The most important benefits of being involved in your own Neighborhood Watch program are:

Neighborhood policing by you and your neighbors, together with your own police, creates a greater sense of security, well-being, and reduction of fear of crime because you know you and your neighbors will “LOOK OUT FOR EACH OTHER.”

Reduce the risk of being a crime victim. You are taught how to take preventive measures that substantially decrease the likelihood of becoming a crime victim. The instances of other crimes such as vandalism, graffiti, personal assault, auto theft and other personal crimes also decrease.

The Neighborhood Watch program trains you how to observe and report suspicious activities occurring in your neighborhood. It trains you on what information law enforcement officers need when you report a crime.
Knowing your neighbor is an important feature and benefit of this program. You get to know participant’s regular patterns so you can see when something is unusual. You get to know how to contact them quickly.
You have greater access to criminal activity information.
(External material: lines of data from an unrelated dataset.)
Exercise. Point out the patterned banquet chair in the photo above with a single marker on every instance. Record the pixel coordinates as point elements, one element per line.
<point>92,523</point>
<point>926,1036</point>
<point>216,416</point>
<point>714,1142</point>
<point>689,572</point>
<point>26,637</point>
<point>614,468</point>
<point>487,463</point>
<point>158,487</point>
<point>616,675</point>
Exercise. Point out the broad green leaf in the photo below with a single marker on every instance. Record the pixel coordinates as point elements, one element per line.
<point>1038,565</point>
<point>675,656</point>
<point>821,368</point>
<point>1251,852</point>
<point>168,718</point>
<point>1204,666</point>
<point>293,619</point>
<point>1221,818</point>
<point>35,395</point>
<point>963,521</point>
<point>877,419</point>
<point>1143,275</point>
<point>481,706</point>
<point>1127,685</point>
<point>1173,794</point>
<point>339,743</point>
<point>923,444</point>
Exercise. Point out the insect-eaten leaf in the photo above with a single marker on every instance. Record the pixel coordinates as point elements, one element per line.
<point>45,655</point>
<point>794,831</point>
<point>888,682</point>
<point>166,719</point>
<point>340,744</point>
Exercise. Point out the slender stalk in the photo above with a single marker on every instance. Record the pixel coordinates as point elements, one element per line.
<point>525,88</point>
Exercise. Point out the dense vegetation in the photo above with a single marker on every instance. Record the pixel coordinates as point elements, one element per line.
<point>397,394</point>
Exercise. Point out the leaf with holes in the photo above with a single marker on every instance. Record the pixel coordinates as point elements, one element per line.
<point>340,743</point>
Neighborhood Watch programs are designed to keep participants informed of crime trends and patterns so they will be better prepared to spot criminal activity.
Participants get on-going training in how to protect themselves and their property. Personal safety awareness, whether you are at home, in public, or in your vehicle, and knowing what “to do and not to do” could prevent you from becoming a victim.

Posting Neighborhood Watch signs on your street and labels or decals in your windows tells a criminal that (a) you are not an easy target, that (b) they are probably being watched and (c) you have taken the steps necessary to deter crime in your neighborhood. Convicted burglars report avoiding neighborhoods that have Neighborhood Watch signs posted.

Address issues of mutual interest by getting together with your neighbors on a regular basis (monthly, quarterly, or what ever you wish). These may be for other crime prevention, fire protection, local planning, or other projects which you alone may say, “Why don’t they do something about… !” As a community, as an organization already working together as a Neighborhood Watch group, you have the stepping stone needed to getting things done.